IMPORTANT DATE IN TV HISTORY: June 14, 2015

PROGRAM ORIGINALLY AIRED ON THIS DATE: Silicon Valley, “Two Days of the Condor” (Season 2, Episode 10) [Stream on HBO GO]

WHY IT’S IMPORTANT: In its current fourth season, the cyclical nature of Silicon Valley‘s plotting has become fairly apparent. The Pied Piper guys create something awesome, see the very tip of the iceberg of success, have that success snatched away from them in some way, might have to lose the company, might have to sell the company, do sell the company, find a way to create something awesome within the new company, fight their way out of that new company’s straight jacket, see the very tip of the iceberg of success, and the cycle continues. This doesn’t make Silicon Valley a bad show — it still boasts a phenomenal cast and continually sends up corporate culture better than almost any other show on TV — but it does tend to make following along with/caring about the plot a little bit like running up to kick the football that Lucy Van Pelt is holding out for you.

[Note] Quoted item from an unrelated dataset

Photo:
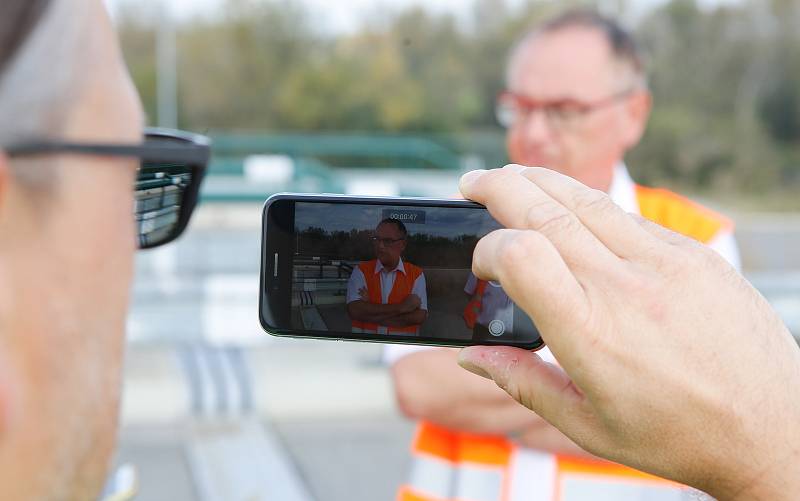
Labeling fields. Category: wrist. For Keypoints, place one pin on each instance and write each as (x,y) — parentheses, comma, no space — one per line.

But we didn’t always know this, and with naiveté comes some perks, including being able to enjoy some things that foreknowledge wouldn’t allow. One such perk was the second-season finale episode, “Two Days of the Condor,” which might represent Silicon Valley at its most triumphant, plot-wise. The culmination of a two-season arc that saw our heroes build the Pied Piper compression algorithm, only to have the reprehensible Gavin Belson (Matt Ross) claim it as Hooli intellectual property and attempt to sue it out from under Richard Hendricks (Thomas Middleditch) and his pals.

In the s2 finale, Richard is about to face the verdict in Gavin’s arbitration case (i.e. they’re certain to lose Pied Piper), while at the same time an injured mountain climber is live-streaming his life-threatening crisis over the Pied Piper livestream, an event that is both a showcase to the world of what the technology can do and yet at the same time a threat to overload the system. It’s a perfect Silicon Valley story in that it wrings comedy from the idea that in this world, success and failure are separated by a razor-thin line, and one can turn incredibly quickly into the other. (It’s also

This episode also includes perhaps my favorite scene from the series, where Jared (Zach Woods) tries to convince Erlich (T.J. Miller) that he won’t sell his home because the value of the work they’ve done in it is priceless.

The episode ramps up to a conclusion that I think you could fully call thrilling, as Richard gets a verdict he was not expecting, then has to race against time in order to rescind the order to kill the whole program. There’s a momentum to the episode that puts it on a higher plane and feels significant in a way that comedy finales often can’t seem to pull off. For thirty minutes there, Silicon Valley got to be Game of Thrones.